Clinical outcomes will be analyzed in subgroups according to the intervention and comparison (HD vs KT, HD vs PD, PD vs KT), study design, and type or site of fracture.

Sensitivity analysis

We will carry out sensitivity analyses to explore the influence of publication type on results. A sensitivity analysis will also be performed by removing studies that have high or unclear risk of bias for RCTs studies and by removing studies with a serious or critical risk of bias for observational studies in order to evaluate the robustness of results to potential bias assessed with the ROBINS-I tool.

Meta-regression

In case of a considerable heterogeneity among studies, a meta-regression will be performed if the number of studies is sufficient (>10 by covariate) [19]. Covariates of interest will be duration of dialysis or kidney transplantation, age of participants, percentage of women, type of treatments used in dialysis, and after kidney transplantation (corticosteroids, bisphosphonate, vitamin D, phosphate chelators), comorbidities (diabetes, hypertension, obesity, smoking status), cause of ESRD, and ethnicity. These analyses will be performed using PROC MIXED (SAS 9.4) [26].

Meta-bias

We will attempt to avoid reporting bias by using a sensitive and reproducible search strategy, including as many keywords and synonyms as possible. We will also assess the risk of publication bias with funnel plots if at least 10 studies comparing the same groups of treatment are included as recommended by the Cochrane handbook [27]. We will also evaluate the risk of selective reporting of outcomes within studies by searching for previously published protocols on registration website (www.controlled-trials.com and clinicaltrials.gov).

Quality of evidence

Overall quality of evidence will be assessed using the Grading of Recommendations, Assessment, Development and Evaluations (GRADE) tool as recommended by the Cochrane handbook for systematic reviews of intervention [19].

Discussion

Expected benefits

Bone disease in CKD is a major health issue leading clinically to increased fracture rates and higher societal costs due to prolonged length of hospitalization and number of hospitalization post-fractures [12]. This review will provide new pooled data on the fracture risk between three high-risk groups of CKD patients that are on renal replacement therapy. It will allow us to identify the group most associated with fracture (if there is a difference) while the results will potentially reinforce the importance of fractures in CKD population.

Inform future studies

Considering heterogeneity in methodologies used in observational studies and the risk of bias associated with these studies, we expect the results to be heterogeneous. Our results will therefore guide the implementation of future preventive strategies targeting patients with high fracture risk in CKD. Moreover, it will enable future research to focus on new therapeutic treatments aiming at reducing fracture risk in CKD population.
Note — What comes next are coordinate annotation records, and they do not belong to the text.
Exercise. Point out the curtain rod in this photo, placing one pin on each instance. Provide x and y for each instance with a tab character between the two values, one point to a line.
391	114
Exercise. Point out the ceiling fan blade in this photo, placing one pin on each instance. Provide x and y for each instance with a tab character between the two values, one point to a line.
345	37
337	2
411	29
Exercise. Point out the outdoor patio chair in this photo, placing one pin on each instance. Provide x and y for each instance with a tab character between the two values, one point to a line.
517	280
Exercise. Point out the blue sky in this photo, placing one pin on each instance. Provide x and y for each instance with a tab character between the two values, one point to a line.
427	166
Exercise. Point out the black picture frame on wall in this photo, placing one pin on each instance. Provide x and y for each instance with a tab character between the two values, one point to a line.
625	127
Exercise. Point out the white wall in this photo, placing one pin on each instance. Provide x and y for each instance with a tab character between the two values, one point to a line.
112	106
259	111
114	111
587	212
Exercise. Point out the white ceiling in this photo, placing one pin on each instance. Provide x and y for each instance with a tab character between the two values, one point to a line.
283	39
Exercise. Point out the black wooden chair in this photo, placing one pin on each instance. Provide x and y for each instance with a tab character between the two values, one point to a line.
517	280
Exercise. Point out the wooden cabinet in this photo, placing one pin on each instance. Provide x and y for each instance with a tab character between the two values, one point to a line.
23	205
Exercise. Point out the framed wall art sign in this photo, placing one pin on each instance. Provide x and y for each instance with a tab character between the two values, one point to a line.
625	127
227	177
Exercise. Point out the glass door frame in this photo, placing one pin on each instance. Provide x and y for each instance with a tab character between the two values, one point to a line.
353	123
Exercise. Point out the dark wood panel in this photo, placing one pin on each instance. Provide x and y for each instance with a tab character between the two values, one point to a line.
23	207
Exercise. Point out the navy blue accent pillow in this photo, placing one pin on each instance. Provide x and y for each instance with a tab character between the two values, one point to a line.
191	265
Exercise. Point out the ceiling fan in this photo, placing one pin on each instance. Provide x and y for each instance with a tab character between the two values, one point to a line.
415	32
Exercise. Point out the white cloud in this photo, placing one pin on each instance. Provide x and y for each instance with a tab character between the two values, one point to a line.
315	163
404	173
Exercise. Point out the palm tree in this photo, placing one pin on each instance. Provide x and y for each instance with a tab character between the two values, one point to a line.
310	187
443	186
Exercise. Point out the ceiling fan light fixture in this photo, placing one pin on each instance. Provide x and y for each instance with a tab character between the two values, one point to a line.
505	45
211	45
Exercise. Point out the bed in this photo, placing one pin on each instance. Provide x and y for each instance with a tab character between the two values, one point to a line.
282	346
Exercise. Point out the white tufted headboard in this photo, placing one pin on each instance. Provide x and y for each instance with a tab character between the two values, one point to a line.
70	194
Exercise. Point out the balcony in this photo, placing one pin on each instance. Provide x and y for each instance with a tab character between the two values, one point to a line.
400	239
Finally, the provided details about the methodology used in included studies in this review will help future studies in improving their methodology quality.

Limitations

Some elements could represent limitations for the pooled analysis of this systematic review such as (1) the statistical and methodological heterogeneity between observational studies, (2) the type of fracture and methods used for fracture’s diagnosis, and (3) we may obtain unadjusted or incompletely adjusted effect estimates. Also, the expected number of studies at low risk of bias could be low. The strength of evidence of our results may thus be limited by these factors. If sufficient data are available, we will conduct meta-regression analysis, which will help to, at least partially, control for potential confounding bias. Finally, our secondary objective may be limited by the fact that we are likely to miss an important number of studies conceived specifically to estimate the association between the type of renal replacement therapy and the risk of post-fracture cardiovascular or overall mortality.